Il y a des jours où je remarque dans la physionomie des gens des espèces d’air que je n’ai pas le temps ou l’envie de qualifier (ils seraient plus vite et mieux mimés par un comédien).
Un exemple récent :
Je marche dans la rue. Un petit garçon me dépasse en trombe sur une trottinette. Derrière moi le père parle avec un autre adulte. Il crie à son gamin de ralentir. Le petit rebelle crie plus fort en roulant plus vite : « Y’a pas que toi qui es le chef, y’a plein de papas, plein d’autres chefs, plein d’autres papas qui sont les chefs ! » Je ris, me retourne et dis au papa: « Et les mamans, elles ne sont pas cheffes ? »
A l’espèce d’air du père et de son compagnon je comprends que ma remarque est à côté de la question (ou indiscrètement dans la question).

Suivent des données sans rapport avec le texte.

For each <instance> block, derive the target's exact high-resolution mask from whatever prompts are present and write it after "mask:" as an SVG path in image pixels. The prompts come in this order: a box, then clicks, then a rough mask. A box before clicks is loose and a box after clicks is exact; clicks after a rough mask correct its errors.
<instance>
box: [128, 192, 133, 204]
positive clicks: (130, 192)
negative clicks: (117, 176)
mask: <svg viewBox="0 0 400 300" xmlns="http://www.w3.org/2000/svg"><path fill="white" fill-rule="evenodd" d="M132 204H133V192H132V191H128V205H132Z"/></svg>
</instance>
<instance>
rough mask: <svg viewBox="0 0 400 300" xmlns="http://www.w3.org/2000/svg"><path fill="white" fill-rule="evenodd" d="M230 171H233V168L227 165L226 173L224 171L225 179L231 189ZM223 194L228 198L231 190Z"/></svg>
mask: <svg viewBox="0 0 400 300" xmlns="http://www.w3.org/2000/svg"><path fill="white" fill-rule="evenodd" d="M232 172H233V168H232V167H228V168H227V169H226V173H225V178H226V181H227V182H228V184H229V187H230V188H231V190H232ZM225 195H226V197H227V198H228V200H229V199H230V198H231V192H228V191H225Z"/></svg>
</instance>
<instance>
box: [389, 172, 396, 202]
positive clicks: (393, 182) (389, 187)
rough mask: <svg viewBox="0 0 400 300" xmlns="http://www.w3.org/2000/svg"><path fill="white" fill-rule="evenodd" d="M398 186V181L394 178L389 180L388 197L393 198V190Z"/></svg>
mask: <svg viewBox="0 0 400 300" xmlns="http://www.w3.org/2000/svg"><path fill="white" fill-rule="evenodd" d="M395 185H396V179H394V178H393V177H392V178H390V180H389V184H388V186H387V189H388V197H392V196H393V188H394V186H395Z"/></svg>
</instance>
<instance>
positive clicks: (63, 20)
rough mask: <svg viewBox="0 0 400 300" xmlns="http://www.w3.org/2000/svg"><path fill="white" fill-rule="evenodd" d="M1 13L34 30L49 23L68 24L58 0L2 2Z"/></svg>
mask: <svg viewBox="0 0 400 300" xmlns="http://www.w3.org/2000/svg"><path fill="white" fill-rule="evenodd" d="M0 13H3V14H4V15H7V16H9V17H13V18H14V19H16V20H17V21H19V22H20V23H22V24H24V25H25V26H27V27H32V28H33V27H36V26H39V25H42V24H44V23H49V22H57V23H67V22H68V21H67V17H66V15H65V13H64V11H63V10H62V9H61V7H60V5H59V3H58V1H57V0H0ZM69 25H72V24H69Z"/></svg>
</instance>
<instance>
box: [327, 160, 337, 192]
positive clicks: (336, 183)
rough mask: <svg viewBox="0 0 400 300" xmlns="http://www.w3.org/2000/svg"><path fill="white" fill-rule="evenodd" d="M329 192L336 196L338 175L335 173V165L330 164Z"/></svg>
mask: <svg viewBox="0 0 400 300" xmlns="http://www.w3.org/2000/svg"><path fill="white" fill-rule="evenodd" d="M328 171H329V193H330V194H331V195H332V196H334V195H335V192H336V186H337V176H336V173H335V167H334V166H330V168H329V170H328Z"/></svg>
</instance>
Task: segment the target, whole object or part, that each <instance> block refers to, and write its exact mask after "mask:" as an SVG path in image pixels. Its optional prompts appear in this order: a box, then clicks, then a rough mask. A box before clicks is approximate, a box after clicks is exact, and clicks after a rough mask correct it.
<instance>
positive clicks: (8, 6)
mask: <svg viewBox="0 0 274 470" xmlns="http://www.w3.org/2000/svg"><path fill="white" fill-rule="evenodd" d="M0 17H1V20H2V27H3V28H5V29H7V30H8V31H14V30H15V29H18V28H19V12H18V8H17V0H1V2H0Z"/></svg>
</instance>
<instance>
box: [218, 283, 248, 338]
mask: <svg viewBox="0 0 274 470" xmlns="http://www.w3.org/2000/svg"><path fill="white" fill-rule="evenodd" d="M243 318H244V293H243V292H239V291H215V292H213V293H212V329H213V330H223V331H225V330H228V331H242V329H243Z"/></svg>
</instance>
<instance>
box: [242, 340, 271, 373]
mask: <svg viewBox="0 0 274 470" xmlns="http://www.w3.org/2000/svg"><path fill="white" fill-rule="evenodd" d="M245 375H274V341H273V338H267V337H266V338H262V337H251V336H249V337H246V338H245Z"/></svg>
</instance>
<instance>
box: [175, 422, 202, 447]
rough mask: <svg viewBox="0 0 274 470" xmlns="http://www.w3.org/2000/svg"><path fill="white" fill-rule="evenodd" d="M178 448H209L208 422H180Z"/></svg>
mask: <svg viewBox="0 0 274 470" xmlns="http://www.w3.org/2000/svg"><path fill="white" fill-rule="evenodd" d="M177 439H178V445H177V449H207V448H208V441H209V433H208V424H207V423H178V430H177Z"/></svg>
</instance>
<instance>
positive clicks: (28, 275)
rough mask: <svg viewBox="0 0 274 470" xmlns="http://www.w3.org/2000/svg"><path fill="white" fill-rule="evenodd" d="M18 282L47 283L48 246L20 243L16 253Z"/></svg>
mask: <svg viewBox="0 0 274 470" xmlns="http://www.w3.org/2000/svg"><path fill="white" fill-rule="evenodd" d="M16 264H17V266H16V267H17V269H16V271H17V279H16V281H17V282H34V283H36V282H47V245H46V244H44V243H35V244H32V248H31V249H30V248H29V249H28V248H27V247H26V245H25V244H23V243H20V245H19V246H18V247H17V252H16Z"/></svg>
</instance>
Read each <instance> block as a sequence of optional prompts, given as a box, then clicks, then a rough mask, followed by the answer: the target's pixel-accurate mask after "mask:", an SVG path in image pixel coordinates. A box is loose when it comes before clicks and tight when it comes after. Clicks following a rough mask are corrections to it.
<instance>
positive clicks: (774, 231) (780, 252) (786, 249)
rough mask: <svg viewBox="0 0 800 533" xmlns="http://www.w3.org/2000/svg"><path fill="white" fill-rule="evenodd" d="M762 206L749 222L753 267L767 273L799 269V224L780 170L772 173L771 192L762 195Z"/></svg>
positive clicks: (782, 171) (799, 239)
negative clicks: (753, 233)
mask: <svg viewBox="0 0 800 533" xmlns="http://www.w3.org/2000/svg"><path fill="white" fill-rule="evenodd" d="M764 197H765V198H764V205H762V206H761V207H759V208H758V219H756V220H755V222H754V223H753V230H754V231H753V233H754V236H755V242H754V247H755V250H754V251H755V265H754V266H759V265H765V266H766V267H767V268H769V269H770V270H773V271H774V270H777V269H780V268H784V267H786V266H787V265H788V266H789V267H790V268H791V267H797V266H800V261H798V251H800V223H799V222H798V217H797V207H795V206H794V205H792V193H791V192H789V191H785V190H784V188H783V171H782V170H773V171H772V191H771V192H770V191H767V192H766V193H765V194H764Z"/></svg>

Si je devais définir l’espèce d’air en général : c’est comme une légère buée qui flotte autour des gens. Ou une petite musique qui passe aussi vite qu’une trottinette.
J’en ai déjà parlé ici, c’est un de mes sujets préférés. En voici une série de 2019 sur ceux des visiteurs de musées : https://patte-de-mouette.fr/2019/07/02/especes-dairs/

Ping

Si on suit le lien ci-dessus, on trouve sur le billet de juillet 2019 un ping vers celui d’aujourd’hui. Le ping est un rebond, ou une sorte de contre-écho appartenant à la chronologie inversée des blogs. Ce terme d’informatique me plaît beaucoup et je veux m’en faire une métaphore sans savoir encore très bien de quoi.
Ping n’est pas un nom chinois mais une onomatopée, puis l’acronyme de « Packet Internet Groper ». « Groper » signifie « tripoteur », « peloteur ». Tripoter les livres et peloter des paquets de mots dans tous les sens, voilà qui me convient.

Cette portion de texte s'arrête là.